On Monday we talked about scalability, manageability, and availability.
Security is an important issue also, with two aspects: protect servers from attacks and also data from theft. Security is based on multiple separate security zones. Each zone is protected by a firewall, i.e. network packet filter. Typically at least three zones: the public Internet, a public-facing DMZ, and a private zone with sensitive data.
The overall design we discussed consists of loosely-connected tiers of replicated, task-focused servers. Application complexity is managed by specialization: different servers perform different functions.
Manageability and scalability are often achieved by outsourcing, i.e.

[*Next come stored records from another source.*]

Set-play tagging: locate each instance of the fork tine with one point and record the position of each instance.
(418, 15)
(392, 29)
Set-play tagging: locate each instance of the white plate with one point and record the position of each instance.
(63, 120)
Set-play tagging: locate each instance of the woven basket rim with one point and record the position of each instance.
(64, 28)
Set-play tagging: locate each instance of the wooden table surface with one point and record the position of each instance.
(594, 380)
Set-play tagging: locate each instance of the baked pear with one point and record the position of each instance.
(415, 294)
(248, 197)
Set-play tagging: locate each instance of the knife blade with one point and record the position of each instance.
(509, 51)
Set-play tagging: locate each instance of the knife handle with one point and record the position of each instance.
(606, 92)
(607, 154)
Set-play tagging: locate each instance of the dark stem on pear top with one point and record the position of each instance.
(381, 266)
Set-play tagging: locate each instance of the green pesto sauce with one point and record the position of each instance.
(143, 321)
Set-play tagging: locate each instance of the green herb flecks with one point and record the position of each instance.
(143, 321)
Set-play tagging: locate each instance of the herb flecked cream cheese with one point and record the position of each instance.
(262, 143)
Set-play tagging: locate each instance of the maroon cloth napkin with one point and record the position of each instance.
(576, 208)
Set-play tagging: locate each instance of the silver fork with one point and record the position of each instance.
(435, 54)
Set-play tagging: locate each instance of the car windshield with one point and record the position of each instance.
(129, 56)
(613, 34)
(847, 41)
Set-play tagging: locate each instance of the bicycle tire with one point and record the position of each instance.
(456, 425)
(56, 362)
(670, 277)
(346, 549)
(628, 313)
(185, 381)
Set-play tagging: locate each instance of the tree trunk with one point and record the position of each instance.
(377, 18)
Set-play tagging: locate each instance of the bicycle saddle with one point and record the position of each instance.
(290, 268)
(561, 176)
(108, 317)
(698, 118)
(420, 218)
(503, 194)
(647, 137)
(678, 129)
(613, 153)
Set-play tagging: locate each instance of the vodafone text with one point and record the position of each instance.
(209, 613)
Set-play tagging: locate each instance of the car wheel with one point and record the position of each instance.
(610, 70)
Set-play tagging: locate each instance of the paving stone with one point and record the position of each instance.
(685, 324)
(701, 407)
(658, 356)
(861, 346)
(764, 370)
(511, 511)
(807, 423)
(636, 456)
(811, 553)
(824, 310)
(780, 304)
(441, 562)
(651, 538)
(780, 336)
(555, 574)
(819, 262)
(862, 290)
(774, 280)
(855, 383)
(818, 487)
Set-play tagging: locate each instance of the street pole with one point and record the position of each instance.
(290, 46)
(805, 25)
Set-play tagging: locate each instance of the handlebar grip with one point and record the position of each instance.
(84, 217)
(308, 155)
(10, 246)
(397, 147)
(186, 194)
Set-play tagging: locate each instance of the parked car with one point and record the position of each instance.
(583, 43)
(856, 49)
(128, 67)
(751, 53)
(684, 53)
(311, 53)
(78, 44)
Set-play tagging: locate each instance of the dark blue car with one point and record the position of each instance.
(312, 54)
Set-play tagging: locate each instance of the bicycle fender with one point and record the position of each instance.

remote hosting. A specialized company installs the servers near a
main Internet access point.
Load-balancing software/hardware spreads requests across multiple front-end servers, and includes failure detection. Several different load-balancing techniques exist.
Session management stores state information in clients and a backend server, not in the frontend servers. Client state can easily be distributed across multiple state servers.
This requires a data-dependent routing layer, which maps logical data onto a physical partition. This software runs on each frontend server. Load-balancing is stateful but not adaptive.
Availability/security issues: prevent a script failure from crashing the web server, prevent failure on one server from being repeated on identical servers.
Usability issue: provide limited functionality even if some backends are unavailable, e.g . send mail even if can't read; see catalog en=ven if can't place order.
SSL sessions are segrated from regular HTTP sessions. SSL servers have hardware for encryption.
All frontends
Low-end, static sites store content in a file system. Higher-end, dynamic sites use a relational database.
The most complex sites use other applications, encapsulated as objects, e.g. Enterprise Java beans. Other applications include legacy databases, existing enterprise software e.g. for manufacturing planning, external ad servers.
Allocating data to partitions is difficult. The objective is to avoid hot spots. We need tools to split and merge partitions.
A large multiprocessor system can replace multiple partitions, but is usually more expensive.
Remote replication can be online or offline.. Staging content.
Db replication plus log shipping.
Firewalls inspect every packet coming into (or out of) a domain. A packet filter looks at IP addresses and port numbers.
Management involves consoles, monitors, and agents (controllers).
Preferably, management is done with a physically separate network, so each
host has two network interface cards (at least). Logging can be a
heavy network load.
Clients benefit from multiple ISPs through a feature of standard Internet Domain Name Servers (DNS): round-robin behavior. If an IP address does not respond, the client just has to hit "reload."
All frontends at one ISP respond to the same IP address, which is handled by a load-balancer.
Each frontend in the DMZ has an OS hardened for security. Firewalls
separate it from the Internet and from the internal network.